Transfer Learning: The Engineering Workflow¶

graph TD
    A["Pretrained Model<br/>(e.g., ResNet on ImageNet)"] --> B["Freeze Backbone"]
    B --> C["Replace Classification Head"]
    C --> D["Train Head Only<br/>(few epochs)"]
    D --> E["Unfreeze Top Layers"]
    E --> F["Fine-tune with Low LR<br/>(discriminative LR)"]
    F --> G["Full Fine-tune<br/>(optional)"]

Discriminative Learning Rates

Instead of one learning rate for all layers, use lower rates for early layers (which have learned general features) and higher rates for later layers (which need to adapt to the new task).
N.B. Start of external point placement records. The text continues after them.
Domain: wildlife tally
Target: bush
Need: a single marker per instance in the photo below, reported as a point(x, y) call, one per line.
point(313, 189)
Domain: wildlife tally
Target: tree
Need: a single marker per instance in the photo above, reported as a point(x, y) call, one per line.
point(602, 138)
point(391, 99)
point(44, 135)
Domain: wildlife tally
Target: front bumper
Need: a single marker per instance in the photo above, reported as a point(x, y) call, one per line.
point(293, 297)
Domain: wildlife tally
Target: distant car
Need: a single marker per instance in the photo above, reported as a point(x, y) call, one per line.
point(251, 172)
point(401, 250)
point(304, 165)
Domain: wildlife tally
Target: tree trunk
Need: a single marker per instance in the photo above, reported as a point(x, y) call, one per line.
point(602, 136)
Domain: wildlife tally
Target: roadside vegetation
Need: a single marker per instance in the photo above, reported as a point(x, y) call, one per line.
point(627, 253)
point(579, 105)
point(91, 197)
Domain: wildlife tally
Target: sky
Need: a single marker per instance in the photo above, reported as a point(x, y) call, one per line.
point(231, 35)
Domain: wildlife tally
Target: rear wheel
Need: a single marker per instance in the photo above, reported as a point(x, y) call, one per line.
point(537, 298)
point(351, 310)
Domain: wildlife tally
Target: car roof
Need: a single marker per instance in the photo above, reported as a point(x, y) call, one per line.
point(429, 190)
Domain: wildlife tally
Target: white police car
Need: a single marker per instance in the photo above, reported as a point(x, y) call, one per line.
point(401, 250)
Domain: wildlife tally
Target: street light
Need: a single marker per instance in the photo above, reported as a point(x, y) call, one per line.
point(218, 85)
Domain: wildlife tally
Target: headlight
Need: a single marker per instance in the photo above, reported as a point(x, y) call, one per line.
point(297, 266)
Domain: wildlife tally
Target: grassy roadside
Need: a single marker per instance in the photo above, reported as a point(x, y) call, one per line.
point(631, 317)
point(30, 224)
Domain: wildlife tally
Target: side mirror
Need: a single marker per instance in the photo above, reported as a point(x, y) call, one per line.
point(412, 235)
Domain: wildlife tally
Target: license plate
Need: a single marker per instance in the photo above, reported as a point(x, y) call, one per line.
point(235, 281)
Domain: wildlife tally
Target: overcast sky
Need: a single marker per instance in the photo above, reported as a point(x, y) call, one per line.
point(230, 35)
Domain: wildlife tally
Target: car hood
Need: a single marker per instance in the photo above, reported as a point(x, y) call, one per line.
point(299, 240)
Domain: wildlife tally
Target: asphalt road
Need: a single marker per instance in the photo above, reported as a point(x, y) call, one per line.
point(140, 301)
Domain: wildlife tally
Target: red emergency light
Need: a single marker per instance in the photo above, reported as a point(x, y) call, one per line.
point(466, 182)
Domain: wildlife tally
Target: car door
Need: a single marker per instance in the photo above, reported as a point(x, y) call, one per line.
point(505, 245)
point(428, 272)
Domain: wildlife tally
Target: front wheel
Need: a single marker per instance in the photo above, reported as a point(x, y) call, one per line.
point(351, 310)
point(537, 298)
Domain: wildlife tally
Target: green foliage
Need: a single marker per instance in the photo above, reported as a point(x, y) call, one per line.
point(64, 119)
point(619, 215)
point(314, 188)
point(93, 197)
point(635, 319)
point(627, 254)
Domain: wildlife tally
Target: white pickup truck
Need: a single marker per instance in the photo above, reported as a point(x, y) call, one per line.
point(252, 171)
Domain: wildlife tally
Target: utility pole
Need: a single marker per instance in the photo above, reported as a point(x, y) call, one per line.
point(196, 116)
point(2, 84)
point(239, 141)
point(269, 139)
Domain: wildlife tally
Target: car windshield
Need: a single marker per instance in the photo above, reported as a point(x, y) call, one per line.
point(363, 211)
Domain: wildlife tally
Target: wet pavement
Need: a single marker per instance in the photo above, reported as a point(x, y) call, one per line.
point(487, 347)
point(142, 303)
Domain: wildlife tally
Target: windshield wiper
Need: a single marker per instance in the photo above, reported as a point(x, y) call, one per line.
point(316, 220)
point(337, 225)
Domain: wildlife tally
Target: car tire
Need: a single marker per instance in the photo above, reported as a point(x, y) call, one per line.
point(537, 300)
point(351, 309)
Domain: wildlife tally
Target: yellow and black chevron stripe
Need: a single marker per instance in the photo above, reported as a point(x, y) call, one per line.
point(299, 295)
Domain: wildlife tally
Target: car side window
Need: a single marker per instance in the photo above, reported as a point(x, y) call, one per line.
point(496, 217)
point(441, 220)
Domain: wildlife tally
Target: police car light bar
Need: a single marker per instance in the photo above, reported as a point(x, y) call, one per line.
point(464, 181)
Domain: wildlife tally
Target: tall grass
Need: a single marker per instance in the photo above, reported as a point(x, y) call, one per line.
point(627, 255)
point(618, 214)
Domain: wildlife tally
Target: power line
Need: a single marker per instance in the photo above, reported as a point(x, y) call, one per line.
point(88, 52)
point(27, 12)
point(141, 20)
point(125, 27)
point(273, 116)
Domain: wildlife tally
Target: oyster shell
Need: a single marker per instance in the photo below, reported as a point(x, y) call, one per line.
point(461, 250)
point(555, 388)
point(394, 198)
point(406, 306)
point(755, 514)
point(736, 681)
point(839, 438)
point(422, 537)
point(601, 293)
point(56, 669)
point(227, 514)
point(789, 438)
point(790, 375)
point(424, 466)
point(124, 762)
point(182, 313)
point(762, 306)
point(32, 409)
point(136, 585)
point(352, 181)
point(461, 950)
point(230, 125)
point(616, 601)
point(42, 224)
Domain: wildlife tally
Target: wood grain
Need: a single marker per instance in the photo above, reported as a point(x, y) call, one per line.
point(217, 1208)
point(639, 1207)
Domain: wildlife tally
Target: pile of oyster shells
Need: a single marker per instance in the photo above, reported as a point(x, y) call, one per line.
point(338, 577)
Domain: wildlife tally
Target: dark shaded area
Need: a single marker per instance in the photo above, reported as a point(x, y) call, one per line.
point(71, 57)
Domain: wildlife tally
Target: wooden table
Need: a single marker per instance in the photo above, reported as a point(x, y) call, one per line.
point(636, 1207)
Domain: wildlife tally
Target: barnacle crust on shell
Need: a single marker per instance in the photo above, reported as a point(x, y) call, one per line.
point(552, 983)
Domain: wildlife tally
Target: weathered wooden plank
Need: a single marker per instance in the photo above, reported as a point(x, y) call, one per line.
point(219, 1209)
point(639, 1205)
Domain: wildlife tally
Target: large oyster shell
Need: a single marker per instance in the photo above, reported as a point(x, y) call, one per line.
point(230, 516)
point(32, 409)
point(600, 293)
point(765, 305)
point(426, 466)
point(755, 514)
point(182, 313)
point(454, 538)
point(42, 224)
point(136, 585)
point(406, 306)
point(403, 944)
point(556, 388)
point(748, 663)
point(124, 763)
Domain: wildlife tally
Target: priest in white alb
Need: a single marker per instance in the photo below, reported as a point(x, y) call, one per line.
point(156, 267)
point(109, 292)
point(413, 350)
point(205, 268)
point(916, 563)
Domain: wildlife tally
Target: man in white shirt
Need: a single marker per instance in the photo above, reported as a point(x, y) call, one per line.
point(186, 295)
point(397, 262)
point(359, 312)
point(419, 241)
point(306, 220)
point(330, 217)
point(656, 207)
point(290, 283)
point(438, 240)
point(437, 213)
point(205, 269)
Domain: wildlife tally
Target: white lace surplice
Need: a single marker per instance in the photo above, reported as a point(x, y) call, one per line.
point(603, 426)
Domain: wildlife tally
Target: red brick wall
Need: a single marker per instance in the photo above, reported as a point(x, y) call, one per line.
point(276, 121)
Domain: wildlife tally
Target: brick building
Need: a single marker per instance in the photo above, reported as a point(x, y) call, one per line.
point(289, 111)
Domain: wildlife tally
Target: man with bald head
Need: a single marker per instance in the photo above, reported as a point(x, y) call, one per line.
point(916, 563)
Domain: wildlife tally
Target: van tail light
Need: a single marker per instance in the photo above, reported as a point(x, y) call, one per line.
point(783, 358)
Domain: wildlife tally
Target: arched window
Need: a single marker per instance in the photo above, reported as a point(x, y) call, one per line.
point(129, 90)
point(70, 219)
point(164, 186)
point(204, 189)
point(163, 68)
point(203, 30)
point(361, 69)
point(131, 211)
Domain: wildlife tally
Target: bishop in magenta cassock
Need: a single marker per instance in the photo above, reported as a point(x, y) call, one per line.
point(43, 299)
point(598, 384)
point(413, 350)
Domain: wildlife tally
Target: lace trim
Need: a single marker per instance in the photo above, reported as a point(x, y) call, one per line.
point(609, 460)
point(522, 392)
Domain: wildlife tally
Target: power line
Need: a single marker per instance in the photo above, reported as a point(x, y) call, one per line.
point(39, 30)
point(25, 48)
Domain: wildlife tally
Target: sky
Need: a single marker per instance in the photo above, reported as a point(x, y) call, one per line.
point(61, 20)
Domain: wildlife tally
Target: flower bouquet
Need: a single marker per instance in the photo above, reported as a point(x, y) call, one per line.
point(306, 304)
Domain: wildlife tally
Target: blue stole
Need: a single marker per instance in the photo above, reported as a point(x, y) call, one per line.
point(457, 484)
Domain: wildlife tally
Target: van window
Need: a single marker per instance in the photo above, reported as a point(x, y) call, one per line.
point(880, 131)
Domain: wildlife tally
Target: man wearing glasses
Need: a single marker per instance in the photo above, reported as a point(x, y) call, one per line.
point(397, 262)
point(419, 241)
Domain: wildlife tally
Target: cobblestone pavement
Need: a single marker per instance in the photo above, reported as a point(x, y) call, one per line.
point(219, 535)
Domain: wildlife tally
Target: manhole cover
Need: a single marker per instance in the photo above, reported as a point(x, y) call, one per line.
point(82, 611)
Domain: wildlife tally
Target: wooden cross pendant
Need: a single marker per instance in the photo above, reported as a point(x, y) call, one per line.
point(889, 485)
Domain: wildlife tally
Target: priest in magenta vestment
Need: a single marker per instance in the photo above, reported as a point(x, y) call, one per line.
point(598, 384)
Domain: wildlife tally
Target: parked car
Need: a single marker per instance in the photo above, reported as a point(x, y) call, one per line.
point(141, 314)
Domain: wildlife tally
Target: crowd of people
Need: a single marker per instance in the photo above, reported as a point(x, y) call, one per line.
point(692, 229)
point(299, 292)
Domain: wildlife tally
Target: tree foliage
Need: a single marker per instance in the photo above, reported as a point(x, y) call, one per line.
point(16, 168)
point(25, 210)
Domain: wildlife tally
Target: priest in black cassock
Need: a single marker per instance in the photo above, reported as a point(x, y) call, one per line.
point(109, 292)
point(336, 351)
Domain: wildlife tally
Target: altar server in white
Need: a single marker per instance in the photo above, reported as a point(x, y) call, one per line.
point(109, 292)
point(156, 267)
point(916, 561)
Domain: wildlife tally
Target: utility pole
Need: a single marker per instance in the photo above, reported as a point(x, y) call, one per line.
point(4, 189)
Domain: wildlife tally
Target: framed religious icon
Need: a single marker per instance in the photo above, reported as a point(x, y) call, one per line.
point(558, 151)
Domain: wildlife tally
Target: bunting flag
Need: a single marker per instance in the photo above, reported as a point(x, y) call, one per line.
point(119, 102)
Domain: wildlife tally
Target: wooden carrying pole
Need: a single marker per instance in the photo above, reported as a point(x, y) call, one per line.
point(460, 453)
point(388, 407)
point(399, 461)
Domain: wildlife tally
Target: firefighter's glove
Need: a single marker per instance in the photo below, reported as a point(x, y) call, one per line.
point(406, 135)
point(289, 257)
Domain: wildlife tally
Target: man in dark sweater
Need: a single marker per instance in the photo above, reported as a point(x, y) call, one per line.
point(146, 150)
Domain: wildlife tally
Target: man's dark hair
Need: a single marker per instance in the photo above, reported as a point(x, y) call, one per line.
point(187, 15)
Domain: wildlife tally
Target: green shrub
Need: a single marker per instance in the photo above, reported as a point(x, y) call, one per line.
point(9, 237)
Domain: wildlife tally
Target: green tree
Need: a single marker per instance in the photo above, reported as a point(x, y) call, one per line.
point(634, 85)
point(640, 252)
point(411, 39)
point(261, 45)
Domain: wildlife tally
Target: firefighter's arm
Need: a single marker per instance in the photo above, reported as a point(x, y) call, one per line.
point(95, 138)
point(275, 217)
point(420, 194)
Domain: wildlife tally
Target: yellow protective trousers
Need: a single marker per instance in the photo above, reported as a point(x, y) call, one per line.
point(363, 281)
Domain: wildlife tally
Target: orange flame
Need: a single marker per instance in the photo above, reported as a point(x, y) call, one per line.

ULMFiT (Howard & Ruder, 2018) popularized this as: \(\eta_{layer_l} = \eta_{base} \cdot \alpha^{L-l}\), where \(\alpha \approx 0.3\).

🚀 Lab: Transfer Learning with Discriminative LR

import torch
import torch.nn as nn
from torchvision import models

model = models.resnet50(weights='IMAGENET1K_V2')

# Freeze all layers
for param in model.parameters():
    param.requires_grad = False

# Replace head
model.fc = nn.Sequential(
    nn.Dropout(0.3),
    nn.Linear(2048, 256),
    nn.ReLU(),
    nn.Linear(256, 10),  # 10 classes
)

# Discriminative learning rates
optimizer = torch.optim.AdamW([
    {'params': model.layer3.parameters(), 'lr': 1e-5},
    {'params': model.layer4.parameters(), 'lr': 1e-4},
    {'params': model.fc.parameters(), 'lr': 1e-3},
])

print(f"Trainable params: {sum(p.numel() for p in model.parameters() if p.requires_grad):,}")

References¶

He, K. et al. (2015). Delving Deep into Rectifiers: Surpassing Human-Level Performance on ImageNet.
Ioffe, S. & Szegedy, C. (2015). Batch Normalization: Accelerating Deep Network Training.
Howard, J. & Ruder, S. (2018). Universal Language Model Fine-tuning for Text Classification.